拘留の期限はおそらく3日ほどだろう。とにかく、その間は、とにかく耐えるしかない。
「目撃証言はかなり有力な証拠だから、拘留期間はかなり長くなりますよ。それまで耐えられますかね?」
山崎警部は、零士の心の中を見透かすように言ってから、取調室を出て行った。入れ替わりに警官が入ってきて、零士を留置場へ連れて行った。
次の日も次の日も、同じ尋問が繰り返された。
「彼女の証言以外に、何の証拠も出ていないんでしょう。」
零士は、冷静に言った。尋問する山崎警部のほうが疲弊していた。
結局1週間拘留されたものの、本田幸子の証言以外に何も物的証拠が出て来ず、周辺の聞き込みが繰り返し行われたが、何も出ず、大量に集められたコンビニなどの防犯カメラ映像からも、零士の姿は見つからなかった。
「さすがに、被害者の証言だけで彼を犯人にするには無理があります。

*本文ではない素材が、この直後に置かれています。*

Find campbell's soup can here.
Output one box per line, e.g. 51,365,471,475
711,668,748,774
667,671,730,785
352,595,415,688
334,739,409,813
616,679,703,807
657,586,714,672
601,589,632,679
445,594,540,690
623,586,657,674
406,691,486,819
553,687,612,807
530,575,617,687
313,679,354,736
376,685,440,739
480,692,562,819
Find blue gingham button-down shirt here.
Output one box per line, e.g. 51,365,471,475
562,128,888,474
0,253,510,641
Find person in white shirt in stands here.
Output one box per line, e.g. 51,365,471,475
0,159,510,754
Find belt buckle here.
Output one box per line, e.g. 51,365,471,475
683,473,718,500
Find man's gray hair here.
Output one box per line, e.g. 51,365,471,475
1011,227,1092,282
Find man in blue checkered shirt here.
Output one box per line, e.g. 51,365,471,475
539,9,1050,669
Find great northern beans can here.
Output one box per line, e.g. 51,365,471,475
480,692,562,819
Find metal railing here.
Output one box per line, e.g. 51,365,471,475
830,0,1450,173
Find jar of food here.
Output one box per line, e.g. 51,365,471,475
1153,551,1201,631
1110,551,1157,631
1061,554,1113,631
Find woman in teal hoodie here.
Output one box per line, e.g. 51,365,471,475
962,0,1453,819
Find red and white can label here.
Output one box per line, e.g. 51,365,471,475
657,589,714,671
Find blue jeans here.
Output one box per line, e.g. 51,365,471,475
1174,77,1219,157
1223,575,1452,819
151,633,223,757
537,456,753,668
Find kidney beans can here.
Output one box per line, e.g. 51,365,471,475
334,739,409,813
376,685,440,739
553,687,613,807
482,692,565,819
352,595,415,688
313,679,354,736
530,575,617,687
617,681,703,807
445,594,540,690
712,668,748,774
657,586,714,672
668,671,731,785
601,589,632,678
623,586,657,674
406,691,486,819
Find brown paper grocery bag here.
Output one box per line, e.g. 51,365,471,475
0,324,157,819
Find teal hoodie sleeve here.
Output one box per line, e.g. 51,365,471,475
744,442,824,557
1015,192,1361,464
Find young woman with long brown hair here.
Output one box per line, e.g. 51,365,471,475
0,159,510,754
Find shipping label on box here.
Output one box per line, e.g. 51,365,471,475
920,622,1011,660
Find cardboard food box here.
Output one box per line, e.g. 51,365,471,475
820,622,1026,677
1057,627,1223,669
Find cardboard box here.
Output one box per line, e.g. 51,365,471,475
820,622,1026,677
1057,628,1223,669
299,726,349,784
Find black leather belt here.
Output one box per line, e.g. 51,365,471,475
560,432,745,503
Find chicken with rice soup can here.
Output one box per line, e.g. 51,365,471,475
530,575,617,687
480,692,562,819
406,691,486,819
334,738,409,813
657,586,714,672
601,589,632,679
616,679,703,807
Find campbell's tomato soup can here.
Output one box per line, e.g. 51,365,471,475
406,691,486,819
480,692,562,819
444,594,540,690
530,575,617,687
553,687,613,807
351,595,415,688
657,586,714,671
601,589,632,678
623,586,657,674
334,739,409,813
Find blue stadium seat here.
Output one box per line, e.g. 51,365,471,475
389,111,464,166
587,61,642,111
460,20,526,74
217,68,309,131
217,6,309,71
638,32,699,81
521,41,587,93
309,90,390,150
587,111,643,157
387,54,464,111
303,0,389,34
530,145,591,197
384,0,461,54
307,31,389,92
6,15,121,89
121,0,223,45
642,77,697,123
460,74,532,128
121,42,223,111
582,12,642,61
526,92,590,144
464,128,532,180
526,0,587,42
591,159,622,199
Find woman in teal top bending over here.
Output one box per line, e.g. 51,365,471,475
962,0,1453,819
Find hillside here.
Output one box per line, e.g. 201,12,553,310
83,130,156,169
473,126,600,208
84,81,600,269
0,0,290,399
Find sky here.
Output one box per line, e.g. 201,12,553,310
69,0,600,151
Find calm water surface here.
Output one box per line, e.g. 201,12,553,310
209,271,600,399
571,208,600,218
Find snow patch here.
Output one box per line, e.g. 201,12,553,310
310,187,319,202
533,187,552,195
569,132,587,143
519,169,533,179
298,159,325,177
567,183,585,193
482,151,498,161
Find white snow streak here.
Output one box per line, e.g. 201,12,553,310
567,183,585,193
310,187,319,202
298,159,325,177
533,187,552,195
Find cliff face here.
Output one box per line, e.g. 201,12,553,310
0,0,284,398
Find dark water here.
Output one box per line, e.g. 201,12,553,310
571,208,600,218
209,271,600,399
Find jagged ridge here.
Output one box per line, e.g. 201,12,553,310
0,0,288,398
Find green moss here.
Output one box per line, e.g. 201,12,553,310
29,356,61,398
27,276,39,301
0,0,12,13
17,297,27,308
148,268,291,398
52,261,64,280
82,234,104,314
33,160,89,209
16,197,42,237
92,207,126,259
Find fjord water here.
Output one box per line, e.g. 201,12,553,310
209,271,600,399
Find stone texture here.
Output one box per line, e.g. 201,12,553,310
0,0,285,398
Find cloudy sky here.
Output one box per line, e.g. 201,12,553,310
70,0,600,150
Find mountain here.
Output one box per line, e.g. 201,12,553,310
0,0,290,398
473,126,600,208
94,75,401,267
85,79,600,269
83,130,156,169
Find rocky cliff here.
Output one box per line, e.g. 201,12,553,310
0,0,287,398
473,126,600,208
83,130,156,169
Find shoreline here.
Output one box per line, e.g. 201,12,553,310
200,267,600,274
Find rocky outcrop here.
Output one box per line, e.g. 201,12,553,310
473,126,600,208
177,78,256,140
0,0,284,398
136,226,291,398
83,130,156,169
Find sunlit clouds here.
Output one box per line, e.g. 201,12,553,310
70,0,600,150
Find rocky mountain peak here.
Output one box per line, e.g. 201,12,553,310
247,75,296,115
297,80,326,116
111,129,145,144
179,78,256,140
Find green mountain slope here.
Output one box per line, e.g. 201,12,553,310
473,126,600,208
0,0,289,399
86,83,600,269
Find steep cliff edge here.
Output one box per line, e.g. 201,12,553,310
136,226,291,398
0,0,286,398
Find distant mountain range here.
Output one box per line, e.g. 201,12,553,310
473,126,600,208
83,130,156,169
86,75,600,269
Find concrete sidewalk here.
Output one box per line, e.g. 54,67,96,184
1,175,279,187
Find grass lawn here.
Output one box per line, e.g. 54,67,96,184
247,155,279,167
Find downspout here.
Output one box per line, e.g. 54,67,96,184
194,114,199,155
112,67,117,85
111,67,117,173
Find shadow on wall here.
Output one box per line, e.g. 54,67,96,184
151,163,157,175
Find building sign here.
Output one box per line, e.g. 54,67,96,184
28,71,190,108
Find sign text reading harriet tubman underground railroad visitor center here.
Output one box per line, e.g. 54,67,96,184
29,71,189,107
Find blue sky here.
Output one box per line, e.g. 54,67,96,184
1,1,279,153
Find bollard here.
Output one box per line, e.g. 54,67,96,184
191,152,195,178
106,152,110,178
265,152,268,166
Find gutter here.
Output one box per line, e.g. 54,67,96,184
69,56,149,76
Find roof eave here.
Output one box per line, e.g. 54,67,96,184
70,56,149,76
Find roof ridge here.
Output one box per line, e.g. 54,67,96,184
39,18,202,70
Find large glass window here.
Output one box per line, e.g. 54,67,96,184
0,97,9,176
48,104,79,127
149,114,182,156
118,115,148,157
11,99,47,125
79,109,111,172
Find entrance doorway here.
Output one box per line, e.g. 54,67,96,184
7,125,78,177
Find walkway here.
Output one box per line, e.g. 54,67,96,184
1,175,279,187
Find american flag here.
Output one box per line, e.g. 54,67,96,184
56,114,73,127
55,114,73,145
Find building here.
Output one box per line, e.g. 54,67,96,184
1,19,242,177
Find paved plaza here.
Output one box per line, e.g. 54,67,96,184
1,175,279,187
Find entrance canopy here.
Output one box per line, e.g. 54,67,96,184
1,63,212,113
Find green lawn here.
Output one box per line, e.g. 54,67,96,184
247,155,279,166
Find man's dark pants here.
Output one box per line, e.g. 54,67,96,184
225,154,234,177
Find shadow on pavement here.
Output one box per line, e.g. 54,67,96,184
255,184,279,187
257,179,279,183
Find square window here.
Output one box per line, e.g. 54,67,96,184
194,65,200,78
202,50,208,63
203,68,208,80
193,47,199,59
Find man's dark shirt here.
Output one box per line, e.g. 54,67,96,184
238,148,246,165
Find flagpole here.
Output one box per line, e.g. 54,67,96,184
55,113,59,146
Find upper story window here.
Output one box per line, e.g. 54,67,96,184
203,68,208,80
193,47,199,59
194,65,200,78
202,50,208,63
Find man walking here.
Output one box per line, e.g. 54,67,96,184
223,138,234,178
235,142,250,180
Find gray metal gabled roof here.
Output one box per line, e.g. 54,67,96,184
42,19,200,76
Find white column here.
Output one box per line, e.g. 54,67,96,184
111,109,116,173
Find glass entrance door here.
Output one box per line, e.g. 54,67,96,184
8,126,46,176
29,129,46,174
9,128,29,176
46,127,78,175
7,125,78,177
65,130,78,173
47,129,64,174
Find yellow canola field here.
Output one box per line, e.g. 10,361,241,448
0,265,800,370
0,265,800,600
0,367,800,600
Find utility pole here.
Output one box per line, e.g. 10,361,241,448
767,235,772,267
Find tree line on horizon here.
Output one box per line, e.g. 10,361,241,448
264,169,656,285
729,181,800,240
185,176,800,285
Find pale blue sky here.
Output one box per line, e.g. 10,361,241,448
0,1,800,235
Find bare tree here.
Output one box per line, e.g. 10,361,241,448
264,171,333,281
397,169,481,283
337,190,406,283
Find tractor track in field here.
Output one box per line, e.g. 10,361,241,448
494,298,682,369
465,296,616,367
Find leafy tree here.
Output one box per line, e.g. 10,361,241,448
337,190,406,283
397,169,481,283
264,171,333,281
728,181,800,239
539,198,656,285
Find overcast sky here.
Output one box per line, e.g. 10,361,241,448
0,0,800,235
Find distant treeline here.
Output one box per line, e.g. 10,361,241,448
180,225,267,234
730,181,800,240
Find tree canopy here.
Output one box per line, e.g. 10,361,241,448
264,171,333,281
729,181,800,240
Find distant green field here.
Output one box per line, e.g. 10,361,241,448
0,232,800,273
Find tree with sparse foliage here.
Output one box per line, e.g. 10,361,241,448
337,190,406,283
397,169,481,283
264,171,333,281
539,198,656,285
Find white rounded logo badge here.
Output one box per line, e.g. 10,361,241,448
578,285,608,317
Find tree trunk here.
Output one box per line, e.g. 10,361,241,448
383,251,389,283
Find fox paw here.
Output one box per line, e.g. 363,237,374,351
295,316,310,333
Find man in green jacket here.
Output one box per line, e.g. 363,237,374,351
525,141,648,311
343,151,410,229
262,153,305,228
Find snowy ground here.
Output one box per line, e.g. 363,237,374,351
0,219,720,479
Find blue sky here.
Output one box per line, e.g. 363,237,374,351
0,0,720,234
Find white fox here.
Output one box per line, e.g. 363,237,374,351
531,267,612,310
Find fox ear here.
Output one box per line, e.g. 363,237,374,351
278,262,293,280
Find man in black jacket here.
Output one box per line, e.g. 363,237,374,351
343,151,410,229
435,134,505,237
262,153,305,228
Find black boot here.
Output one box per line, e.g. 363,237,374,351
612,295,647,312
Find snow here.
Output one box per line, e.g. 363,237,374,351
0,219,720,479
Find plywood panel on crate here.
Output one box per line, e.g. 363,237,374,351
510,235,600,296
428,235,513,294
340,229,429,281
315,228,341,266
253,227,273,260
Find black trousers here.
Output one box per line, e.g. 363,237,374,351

」
聞き込み班に回っていた武藤が、山崎警部に進言した。
「確かな動機もありませんし、凶器も彼に結びつける根拠もありません。確か、片岡優香は一撃で殺されています。素人とは思えないと解剖医からの意見書もあります。釈放するしかないでしょう。」
五十嵐も、山崎警部に進言し、結果的に、零士は釈放された。
警察署の玄関まで、五十嵐が付き添ってきていた。
誤認逮捕という事実だけが残る結果に、五十嵐も戸惑いを隠しきれない。
「あの、一つ伺ってもいいですか?」
と、玄関を出たところで、零士は五十嵐に尋ねた。
「なにか?」
五十嵐は明らかに戸惑っていた。
「いえ、今回の事件、通り魔の犯行なんでしょうか?」
「どういうことですか?」
零士の口から出る言葉とは思えず、五十嵐は驚いて訊きなおした。
「いえ、犯人を見たと証言した本田幸子さんは、なぜ、私を見たと言ったんでしょう?冤罪だと分かるのは明らかなのに。本当に誰かに刺されたんでしょうか?」
五十嵐には、零士の話が全く理解できなかった。
「彼女と片岡優香さんの関係を調べてみたんでしょうか?
「どうしてそんなことを?」
「いえ、ゴシップ記事で食ってきた身にすれば、真実は途轍もなく意外なところにあるなんて日常茶飯事でしたから。見方をひっくり返してみると、意外に真実ってシンプルだったりするんですよ。」
警察署の玄関前にあるバス停の椅子に座り、零士は続けた。
「警察は、こういう事件が起こると、無差別に殺人をする凶悪な犯人がいると仮定して捜査を始めるところがあるでしょう?まるで、新聞報道の見出しに引っ張られるように、社会にアピールできそうな犯人像を作り上げてしまう。被害者は善人で、無慈悲に命を奪われた、なんて格好がつくから。」
五十嵐には、零士が言う通り、事件発生直後から、「女性二人が深夜に襲われた」という言葉が呪文のように捜査を縛っていたように思えた。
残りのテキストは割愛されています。